Benchmark Results

Rivus Eval Runner — Multi-model accuracy benchmarks across 9 datasets

Generated: 2026-02-13 • Sample: 20q smoke tests (haiku, MiniMax) • 100q full runs (MMLU, MMLU-Pro)

Datasets

GPQA, MMLU-Pro, MATH, MMLU, HumanEval, ARC, HellaSwag, TruthfulQA, Winogrande

Models Tested

Claude Haiku 4.5, Claude Opus 4.6, GPT-5.2, GPT-5.2 Pro, Gemini 3 Flash, Gemini 3 Pro, Grok 4.1 Fast Reasoning, MiniMax-M2.5, Random

Total Evaluations

1,340

Questions answered across all runs

Benchmark Difficulty — Anthropic Claude Haiku 4.5 Baseline

We ran Anthropic Claude Haiku 4.5 (fast, no reasoning) on 20 questions from each dataset as a difficulty probe. The results establish a natural ordering from hardest to easiest, used throughout this report.

25%

GPQA Diamond

45%

MMLU-Pro

65%

MATH

80%

MMLU

85%

HumanEval

85%

ARC / HellaSwag

90–95%

TruthfulQA / Wino

Full difficulty ladder

Benchmark	Difficulty	Accuracy	Correct	Time (s)
GPQA Diamond	Extreme	25.0%	5/20	23.6
MMLU-Pro	Hard	45.0%	9/20	10.8
MATH	Medium-Hard	65.0%	13/20	23.1

MMLU	Medium	80.0%	16/20	0.3*
HumanEval	Medium	85.0%	17/20	7.6
ARC Challenge	Easy	85.0%	17/20	6.6
HellaSwag	Easy	85.0%	17/20	4.9
TruthfulQA	Easy	90.0%	18/20	5.0
Winogrande	Easy	95.0%	19/20	4.7

GPQA Diamond at 25% = random chance on 4-choice questions. These are graduate-level science questions designed to stump PhD students outside their field.
MMLU-Pro has 10 answer choices (random = 10%), making it much harder than standard MMLU (4-choice, random = 25%).
* MMLU time of 0.3s = cache hit from prior run.

We focus on the 3 hardest benchmarks

The blue-highlighted rows above — GPQA Diamond, MMLU-Pro, and MATH — are the only datasets that meaningfully separate frontier models. The grayed-out benchmarks below the line see most models scoring 80–95%, leaving little room to differentiate.
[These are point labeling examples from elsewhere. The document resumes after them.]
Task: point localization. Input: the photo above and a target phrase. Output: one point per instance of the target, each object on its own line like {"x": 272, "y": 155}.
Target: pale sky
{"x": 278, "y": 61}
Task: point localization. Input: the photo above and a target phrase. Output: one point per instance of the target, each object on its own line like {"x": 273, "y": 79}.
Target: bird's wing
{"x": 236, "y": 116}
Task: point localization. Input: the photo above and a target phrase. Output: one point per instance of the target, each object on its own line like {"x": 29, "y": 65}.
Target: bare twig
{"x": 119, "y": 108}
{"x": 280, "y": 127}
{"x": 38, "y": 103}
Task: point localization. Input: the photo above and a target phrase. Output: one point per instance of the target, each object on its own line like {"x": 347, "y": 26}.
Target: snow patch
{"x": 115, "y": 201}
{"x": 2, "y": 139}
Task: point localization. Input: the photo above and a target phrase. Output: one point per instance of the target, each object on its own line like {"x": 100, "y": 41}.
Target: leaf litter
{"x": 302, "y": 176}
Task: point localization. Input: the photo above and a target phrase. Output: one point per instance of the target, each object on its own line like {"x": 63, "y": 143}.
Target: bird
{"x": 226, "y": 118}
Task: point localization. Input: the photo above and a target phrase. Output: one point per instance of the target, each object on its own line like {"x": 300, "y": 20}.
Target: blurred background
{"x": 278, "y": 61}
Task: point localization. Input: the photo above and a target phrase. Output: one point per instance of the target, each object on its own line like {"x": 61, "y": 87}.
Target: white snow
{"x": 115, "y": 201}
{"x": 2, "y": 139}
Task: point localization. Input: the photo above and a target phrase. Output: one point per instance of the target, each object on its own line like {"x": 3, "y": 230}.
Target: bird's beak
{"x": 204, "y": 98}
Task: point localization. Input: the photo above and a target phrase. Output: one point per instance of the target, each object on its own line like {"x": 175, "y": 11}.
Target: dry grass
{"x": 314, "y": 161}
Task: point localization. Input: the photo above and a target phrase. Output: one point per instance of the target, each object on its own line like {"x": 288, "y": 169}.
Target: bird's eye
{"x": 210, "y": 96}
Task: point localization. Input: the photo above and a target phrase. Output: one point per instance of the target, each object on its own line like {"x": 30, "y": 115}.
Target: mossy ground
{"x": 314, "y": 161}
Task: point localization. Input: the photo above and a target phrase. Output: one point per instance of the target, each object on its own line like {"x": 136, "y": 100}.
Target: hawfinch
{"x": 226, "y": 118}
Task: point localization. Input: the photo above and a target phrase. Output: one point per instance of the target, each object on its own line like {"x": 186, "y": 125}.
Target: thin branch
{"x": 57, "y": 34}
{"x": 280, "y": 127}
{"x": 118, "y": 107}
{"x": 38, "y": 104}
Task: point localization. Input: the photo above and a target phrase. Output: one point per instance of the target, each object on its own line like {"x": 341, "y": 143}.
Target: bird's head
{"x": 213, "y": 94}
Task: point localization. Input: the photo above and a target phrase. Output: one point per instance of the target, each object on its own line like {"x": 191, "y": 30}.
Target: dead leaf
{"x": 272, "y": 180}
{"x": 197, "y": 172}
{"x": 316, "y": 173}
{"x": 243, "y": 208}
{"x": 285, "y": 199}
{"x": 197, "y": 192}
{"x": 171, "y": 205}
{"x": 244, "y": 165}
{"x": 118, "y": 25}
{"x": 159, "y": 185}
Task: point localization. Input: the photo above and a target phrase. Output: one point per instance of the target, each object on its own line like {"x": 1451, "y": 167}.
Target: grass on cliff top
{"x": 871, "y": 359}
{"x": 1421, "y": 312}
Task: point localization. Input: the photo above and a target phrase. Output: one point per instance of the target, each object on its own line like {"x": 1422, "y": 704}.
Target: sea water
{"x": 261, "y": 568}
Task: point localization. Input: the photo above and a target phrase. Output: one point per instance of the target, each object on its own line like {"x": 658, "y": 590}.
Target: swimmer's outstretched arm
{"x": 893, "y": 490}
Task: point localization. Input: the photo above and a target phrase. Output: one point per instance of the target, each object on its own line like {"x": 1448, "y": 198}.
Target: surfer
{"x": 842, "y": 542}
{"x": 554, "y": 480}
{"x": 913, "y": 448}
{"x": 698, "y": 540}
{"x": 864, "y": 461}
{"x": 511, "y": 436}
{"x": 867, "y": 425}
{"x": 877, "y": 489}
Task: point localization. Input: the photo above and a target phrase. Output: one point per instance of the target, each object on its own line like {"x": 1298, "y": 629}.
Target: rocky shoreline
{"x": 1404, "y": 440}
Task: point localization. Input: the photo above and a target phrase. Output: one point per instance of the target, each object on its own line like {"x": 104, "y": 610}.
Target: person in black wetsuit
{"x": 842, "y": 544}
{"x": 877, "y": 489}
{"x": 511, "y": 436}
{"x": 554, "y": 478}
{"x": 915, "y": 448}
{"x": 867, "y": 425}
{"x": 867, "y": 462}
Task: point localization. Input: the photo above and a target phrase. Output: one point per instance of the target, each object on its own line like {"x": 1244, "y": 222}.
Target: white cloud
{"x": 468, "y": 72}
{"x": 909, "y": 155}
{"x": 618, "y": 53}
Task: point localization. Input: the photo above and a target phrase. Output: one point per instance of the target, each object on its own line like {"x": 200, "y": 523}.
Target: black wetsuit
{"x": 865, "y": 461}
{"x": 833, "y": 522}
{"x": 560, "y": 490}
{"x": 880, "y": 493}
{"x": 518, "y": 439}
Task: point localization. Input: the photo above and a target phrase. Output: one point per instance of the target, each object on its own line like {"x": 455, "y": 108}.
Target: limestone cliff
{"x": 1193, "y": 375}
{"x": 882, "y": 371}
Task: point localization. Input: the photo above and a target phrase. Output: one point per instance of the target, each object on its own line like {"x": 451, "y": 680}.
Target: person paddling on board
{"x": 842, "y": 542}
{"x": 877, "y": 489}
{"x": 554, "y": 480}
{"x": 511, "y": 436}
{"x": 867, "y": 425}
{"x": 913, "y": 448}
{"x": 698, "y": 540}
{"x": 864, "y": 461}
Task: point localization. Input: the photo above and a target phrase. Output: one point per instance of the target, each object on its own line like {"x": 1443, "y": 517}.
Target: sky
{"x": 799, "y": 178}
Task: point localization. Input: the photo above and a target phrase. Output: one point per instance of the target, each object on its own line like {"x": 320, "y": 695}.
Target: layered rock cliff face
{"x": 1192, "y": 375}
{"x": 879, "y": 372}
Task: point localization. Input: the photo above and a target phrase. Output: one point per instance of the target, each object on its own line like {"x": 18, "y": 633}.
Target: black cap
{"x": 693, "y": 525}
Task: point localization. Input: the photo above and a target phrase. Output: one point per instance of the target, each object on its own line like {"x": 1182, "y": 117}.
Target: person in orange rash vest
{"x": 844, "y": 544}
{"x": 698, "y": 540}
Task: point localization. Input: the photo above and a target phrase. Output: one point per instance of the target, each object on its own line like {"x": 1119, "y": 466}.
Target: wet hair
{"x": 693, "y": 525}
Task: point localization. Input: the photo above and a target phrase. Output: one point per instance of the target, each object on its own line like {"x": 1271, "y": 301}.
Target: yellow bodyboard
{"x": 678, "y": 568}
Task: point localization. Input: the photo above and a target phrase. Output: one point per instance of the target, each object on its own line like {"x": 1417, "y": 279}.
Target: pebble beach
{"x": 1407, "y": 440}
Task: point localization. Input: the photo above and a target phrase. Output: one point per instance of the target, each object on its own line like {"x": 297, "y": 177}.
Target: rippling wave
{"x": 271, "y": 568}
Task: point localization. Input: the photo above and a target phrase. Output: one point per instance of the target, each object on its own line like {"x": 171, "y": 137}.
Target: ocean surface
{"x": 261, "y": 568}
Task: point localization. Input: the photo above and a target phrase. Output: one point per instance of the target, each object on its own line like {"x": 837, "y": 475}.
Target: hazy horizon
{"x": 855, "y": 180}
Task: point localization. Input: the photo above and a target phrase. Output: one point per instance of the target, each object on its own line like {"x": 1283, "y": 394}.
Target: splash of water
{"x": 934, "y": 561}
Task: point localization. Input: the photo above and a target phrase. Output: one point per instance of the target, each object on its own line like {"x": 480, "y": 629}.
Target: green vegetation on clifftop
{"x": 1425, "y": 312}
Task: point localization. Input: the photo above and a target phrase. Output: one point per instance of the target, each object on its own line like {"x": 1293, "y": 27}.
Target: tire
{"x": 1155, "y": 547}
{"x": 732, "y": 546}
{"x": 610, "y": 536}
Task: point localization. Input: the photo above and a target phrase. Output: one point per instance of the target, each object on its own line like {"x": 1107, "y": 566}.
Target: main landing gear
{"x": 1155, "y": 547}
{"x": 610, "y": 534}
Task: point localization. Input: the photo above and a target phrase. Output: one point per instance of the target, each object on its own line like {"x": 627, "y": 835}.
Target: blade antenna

The rest of this report concentrates on the hard trio, where reasoning capabilities, thinking budgets, and model architecture actually matter.

MMLU-Pro — Multi-Model Comparison (100 questions)

Our most comprehensive comparison: 100 questions, all major frontier models. MMLU-Pro uses 10 answer choices (vs MMLU's 4), making random guessing worth only 10%.

OpenAI GPT-5.2 Pro

86%

Google Gemini 3 Pro

84%

Anthropic Claude Opus 4.6

80%

xAI Grok 4.1 Fast Reasoning

78%

Google Gemini 3 Flash

74%

Anthropic Claude Haiku 4.5

71%

OpenAI GPT-5.2

55%

Model	Accuracy	Correct	Wrong	No Extract	Time (s)
OpenAI GPT-5.2 Pro	86.0%	86	14	0	247.4
Google Gemini 3 Pro	84.0%	84	11	5	308.7
Anthropic Claude Opus 4.6	80.0%	80	8	12	49.7
xAI Grok 4.1 Fast Reasoning	78.0%	78	8	14	171.0
Google Gemini 3 Flash	74.0%	74	26	0	242.5
Anthropic Claude Haiku 4.5	71.0%	71	26	3	~10
OpenAI GPT-5.2	55.0%	55	45	0	10.4

No timeouts in this run (all models responded within limit). "No Extract" = our regex couldn't find a letter answer in the model's verbose response — a parsing failure, not a model failure. Opus (12) and Grok (14) are most affected; with improved extraction most of these would be correct. See Error Breakdown for details.

Tier analysis

Flagship/Reasoning tier (OpenAI GPT-5.2 Pro, Google Gemini 3 Pro, Anthropic Claude Opus 4.6, xAI Grok 4.1 Fast Reasoning): all use thinking/reasoning tokens. Scores cluster between 78–86%. Claude Opus is 5x faster than GPT-5.2 Pro at only 6pp lower accuracy.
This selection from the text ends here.